How unusual that my first post would convey nothing but negativity. Then again, from these what everyone would like to call nowadays as "bad vibes"; this is where I draw clarity to let people know how I really feel. The challenge of not venting or ranting it out is becoming too hard to handle, because I am the type of person who believes in diplomacy. I get by with a little help from (coughs) ... words.
Despite the attitude that I have been dealing with lately, I am now back to my old self. My writing-self. I was actually pondering not so long ago that maybe the reason why I feel so f*cked up lately is because I have not written anything for a month. Maybe I got too overwhelmed to be part of some bloggers group, that I actually gave in to writing for PR. Yeah, it was fun writing for freebies and other stuff, but clearly, I now realize that it is not my "end-all-and-be-all" of blogging. It worked for others, in fact, blogging has been the source of income for many people I know. Not for me, I get it. It was worth the try, and at least I've tried.

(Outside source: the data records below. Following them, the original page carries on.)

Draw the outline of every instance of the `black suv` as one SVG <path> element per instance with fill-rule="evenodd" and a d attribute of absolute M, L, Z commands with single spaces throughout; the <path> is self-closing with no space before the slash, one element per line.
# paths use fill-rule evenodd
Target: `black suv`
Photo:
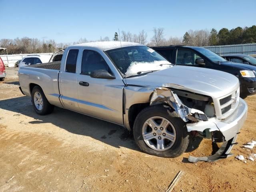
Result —
<path fill-rule="evenodd" d="M 256 66 L 228 61 L 202 47 L 175 45 L 151 48 L 172 64 L 215 69 L 236 76 L 240 82 L 241 97 L 256 94 Z"/>

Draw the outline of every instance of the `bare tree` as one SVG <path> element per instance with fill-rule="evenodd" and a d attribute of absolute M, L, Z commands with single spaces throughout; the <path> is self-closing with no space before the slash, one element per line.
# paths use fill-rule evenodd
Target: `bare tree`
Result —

Now I am back to write, for myself. Of course, The Halfblotprincess would still be there to share the more sociable side of my insanity. This however, is for my everyday uh-ohs and boo-hoos, my yipee-yays and a-okays.
My words for your two cents, your two cents for my words.
I'm not in hell week all the time, you know. But yeah, that's where the pea-sized thoughts come out like a popcorn fresh and hot off the microwave.